The floods have claimed more than 300 lives since July and shuttered more than 14,000 businesses in a country that makes about a quarter of the world’s hard-disk drives and serves as the Southeast Asian production hub for Japanese carmakers. While the government estimates damages of as much as 120 billion baht ($3.9 billion), disruptions to the global supply chain may be underestimated, according to BGC Partners Inc. (BGCP)

Olympus Scandal Prompts Record Speculation (Source: Bloomberg)

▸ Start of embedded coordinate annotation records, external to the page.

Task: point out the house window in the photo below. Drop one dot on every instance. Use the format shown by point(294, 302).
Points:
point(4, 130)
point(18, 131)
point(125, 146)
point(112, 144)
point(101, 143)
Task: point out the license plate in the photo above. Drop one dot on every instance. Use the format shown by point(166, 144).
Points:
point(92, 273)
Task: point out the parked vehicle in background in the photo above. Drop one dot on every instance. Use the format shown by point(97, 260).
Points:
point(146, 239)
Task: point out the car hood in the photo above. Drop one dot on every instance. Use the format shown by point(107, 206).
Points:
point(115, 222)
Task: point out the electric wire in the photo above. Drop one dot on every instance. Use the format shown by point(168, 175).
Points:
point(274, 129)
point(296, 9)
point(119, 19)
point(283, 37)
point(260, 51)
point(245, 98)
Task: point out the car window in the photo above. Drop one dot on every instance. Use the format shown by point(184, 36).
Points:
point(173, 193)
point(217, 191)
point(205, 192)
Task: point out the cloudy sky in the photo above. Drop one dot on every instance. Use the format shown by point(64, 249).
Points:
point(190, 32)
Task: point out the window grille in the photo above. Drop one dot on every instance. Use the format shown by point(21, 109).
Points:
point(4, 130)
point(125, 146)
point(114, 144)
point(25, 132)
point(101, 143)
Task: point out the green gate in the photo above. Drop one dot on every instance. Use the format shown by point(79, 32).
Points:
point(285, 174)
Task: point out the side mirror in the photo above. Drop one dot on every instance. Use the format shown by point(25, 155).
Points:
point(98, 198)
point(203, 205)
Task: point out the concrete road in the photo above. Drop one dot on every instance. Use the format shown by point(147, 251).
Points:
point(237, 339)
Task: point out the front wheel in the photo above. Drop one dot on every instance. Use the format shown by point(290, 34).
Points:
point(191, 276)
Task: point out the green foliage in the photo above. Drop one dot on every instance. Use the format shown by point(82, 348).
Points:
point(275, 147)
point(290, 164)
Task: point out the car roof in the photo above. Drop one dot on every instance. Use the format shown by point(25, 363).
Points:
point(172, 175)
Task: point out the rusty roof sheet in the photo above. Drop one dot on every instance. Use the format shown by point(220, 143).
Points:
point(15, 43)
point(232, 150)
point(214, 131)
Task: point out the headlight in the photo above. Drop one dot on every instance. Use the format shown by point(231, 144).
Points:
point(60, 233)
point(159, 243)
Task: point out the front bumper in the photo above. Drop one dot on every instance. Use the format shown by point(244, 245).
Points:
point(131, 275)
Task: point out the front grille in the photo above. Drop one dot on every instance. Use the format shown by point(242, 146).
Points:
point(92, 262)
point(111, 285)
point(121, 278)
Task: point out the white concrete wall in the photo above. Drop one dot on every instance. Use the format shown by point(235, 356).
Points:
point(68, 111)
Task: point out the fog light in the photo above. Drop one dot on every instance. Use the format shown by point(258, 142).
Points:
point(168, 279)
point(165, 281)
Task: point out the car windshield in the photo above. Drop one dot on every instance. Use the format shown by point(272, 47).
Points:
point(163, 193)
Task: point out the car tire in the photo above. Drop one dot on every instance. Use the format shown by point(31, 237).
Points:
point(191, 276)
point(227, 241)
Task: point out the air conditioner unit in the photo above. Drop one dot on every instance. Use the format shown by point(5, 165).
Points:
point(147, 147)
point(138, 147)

A record number of shares in Olympus Corp. (7733) are being bought and sold through Japanese margin-trading accounts as investors seek to capitalize on volatility amid a scandal over payments to advisers. The number of Olympus shares being held through margin accounts has surged to the highest since at least 1997, according to data from Japan Securities Finance Co., a provider of loans and lending services. Olympus has lost almost half of its value since Michael C. Woodford was fired as president on Oct. 13 after calling for a probe of $687 million in payments during a $2 billion takeover in 2008. “The volatility of Olympus is rising and the share price is likely to swing wildly in both directions,” said Kenichi Hirano, a general manager and strategist at Tachibana Securities Co. in Tokyo. “Investors see this as a rare opportunity to gain big profits in the short term.”